# Brillion seeder VS No till drill



## max (Jan 2, 2011)

Does anyone have any preference in sowing alfalfa using a Brillion seeder or no till drill? I have used a no till drill but was wondering if the brillion would work better.


----------



## IAhaymakr (Jun 4, 2008)

I use both, depending on what I want to plant. The drill got used more this year because I planted oats and peas with my alfalfa. Mostly used the brillion previously when direct seeding. The most important thing is a firm seedbed with either machine. I like the landroller before and after seeding but a couple trips with a good heavy drag works ok too. An old guy neighbor always told me if my heel left a mark it was still too soft...his hay fields always look awesome.


----------



## rjmoses (Apr 4, 2010)

I rent a Brillion seeder from the USDA office when I need it for $8/ac. I usually have to spend an hour or so cleaning it out because the previous renter was too lazy to clean it up.
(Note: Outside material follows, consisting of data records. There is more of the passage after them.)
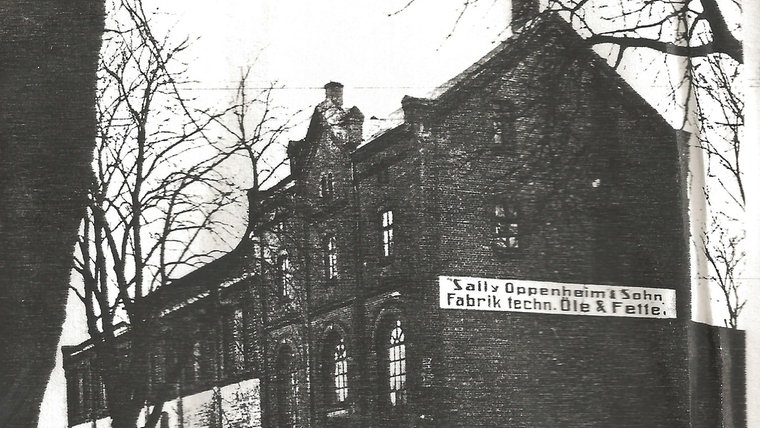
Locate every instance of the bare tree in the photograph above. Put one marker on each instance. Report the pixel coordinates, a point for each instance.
(157, 195)
(698, 43)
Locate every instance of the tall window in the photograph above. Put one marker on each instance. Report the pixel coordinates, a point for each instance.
(506, 227)
(396, 365)
(197, 361)
(287, 389)
(387, 223)
(284, 276)
(336, 374)
(235, 346)
(331, 257)
(326, 185)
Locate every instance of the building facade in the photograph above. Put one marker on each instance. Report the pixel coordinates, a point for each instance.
(513, 252)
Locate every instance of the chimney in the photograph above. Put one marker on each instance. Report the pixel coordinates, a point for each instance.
(334, 93)
(522, 12)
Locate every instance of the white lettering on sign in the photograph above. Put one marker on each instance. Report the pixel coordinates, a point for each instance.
(489, 294)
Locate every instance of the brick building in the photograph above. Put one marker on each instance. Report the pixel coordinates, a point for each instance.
(458, 268)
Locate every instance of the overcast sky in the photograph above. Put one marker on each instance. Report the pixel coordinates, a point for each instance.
(378, 54)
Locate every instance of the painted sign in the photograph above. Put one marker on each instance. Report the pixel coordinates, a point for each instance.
(507, 295)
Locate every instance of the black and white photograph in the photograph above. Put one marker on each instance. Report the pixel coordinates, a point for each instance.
(406, 213)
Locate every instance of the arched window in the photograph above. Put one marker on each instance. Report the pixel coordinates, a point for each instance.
(387, 228)
(286, 389)
(284, 277)
(395, 348)
(330, 249)
(506, 226)
(335, 370)
(326, 186)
But it works really good!

I get a solid seed bed, random seed spacing with good coverage and pretty accurate planting rate. I prefer it over no-till drill for both grasses and alfalfa.

BTW: I typically use mammoth red clover as my cover crop on grasses. Comes up fast, good coverage and only lasts about two years unless I use 2,4-D.

Ralph


----------



## wileyjd (Sep 2, 2010)

we use the Brillion for all hay and grass seed it works better for us not covering the seed to deep and allows the seed to greminate better


----------



## Rodney R (Jun 11, 2008)

Doesn't the Brillion seeder require working the seedbed? That adds a whole level of complexity to things, cause every time we work some ground here we get a gully washer, and then we have to work it again, and again, and again.....etc, etc....

Rodney


----------